Usyk won the first contest between the pair on points with the judges scoring the fight 117-112, 116-112 and 115-113 in favour of the Ukrainian in London.
— Matchroom Boxing (@MatchroomBoxing) June 19, 2022
A rematch clause was immediately activated but Russia’s invasion of Ukraine in February cast doubt over when former undisputed cruiserweight champion Usyk would be next back in the ring.
Usyk, 35, returned to Ukraine to fight for his country but was given special dispensation to leave and start preparations for this bout months later with a date and venue now finally confirmed.
The Jeddah Super Dome, which is a 35,000-seater venue, will host the contest and 32-year-old Joshua has made changes in pursuit of becoming world heavyweight champion for a third time.
Long-serving trainer Rob McCracken has moved on and Robert Garcia has been added to his corner to work alongside Angel Fernandez, who was already in place.
It will mark Joshua’s second fight in the kingdom after he wrested back his world titles with a points win over Andy Ruiz Jr in Riyadh in December 2019.

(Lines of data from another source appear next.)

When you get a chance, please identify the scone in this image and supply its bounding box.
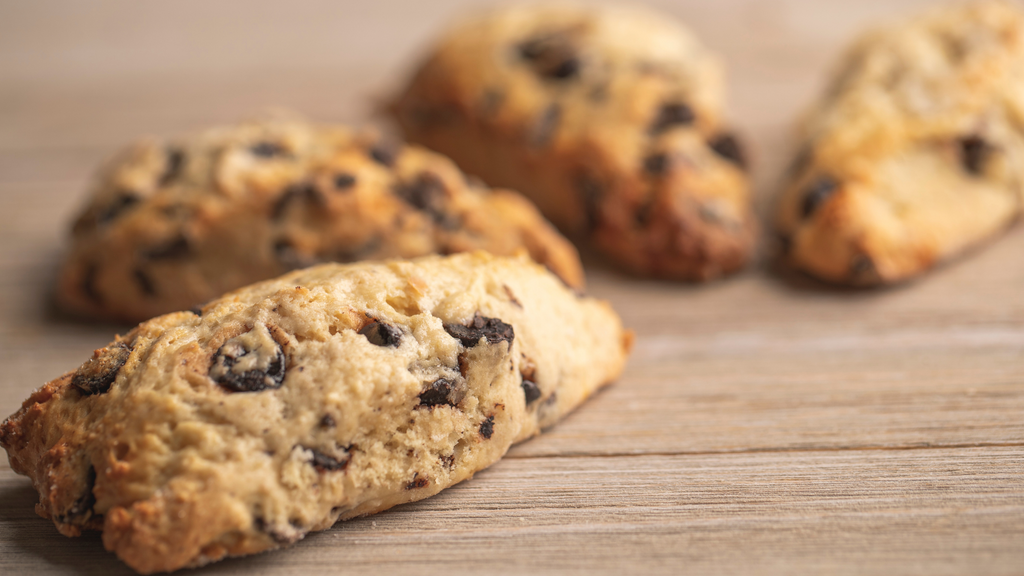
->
[777,1,1024,286]
[0,252,632,573]
[57,117,584,322]
[391,5,755,280]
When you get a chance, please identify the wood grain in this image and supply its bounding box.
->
[0,0,1024,575]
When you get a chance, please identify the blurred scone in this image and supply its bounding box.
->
[777,0,1024,285]
[392,2,755,280]
[0,251,631,573]
[57,114,584,322]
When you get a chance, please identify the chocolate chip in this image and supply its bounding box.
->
[359,320,401,347]
[850,254,878,282]
[643,153,669,176]
[959,136,994,176]
[406,472,430,490]
[249,141,288,158]
[56,464,96,526]
[480,416,495,440]
[270,182,324,220]
[96,191,141,224]
[394,172,458,228]
[708,134,746,170]
[801,176,839,218]
[521,378,541,406]
[270,238,314,270]
[420,378,465,408]
[370,142,398,168]
[141,234,191,260]
[334,172,355,190]
[160,148,185,187]
[548,57,581,80]
[480,88,505,118]
[444,313,515,348]
[518,34,583,81]
[307,448,352,472]
[648,102,696,135]
[82,263,103,304]
[132,269,157,296]
[71,342,131,396]
[577,174,604,232]
[210,332,286,392]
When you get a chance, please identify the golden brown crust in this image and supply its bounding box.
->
[0,252,632,573]
[392,6,755,280]
[57,113,584,322]
[777,0,1024,286]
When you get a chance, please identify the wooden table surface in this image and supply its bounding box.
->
[0,0,1024,575]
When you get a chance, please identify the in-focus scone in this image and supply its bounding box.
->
[392,6,755,280]
[777,1,1024,285]
[57,113,584,322]
[0,252,631,573]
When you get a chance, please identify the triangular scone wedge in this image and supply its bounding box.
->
[0,252,632,573]
[57,115,584,322]
[392,5,755,280]
[777,0,1024,286]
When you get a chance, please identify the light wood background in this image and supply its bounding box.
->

Joshua described his recent career as a “roller-coaster” and added: “Fighting championship level back to back has had its pros and cons, but I decide every day to get stronger, to learn from my experiences and grow.
“A happy fighter is a dangerous fighter and I am the happiest and most motivated I have been.”
Amnesty International said whilst it was “no surprise” to see another major sporting event heading to Saudi Arabia, it was time for the participants to use their platforms to raise human rights issues.
“As we said with golfers in the LIV series and with the sale of Newcastle United, we’d like to see high-profile sporting figures speaking out about human rights to break the malign spell of Saudi sportswashing,” Amnesty International UK’s economic affairs director Peter Frankel said.
“We would urge Anthony Joshua to use his platform to show solidarity with those who’ve been persecuted under Mohammed bin Salman’s sweeping crackdowns.”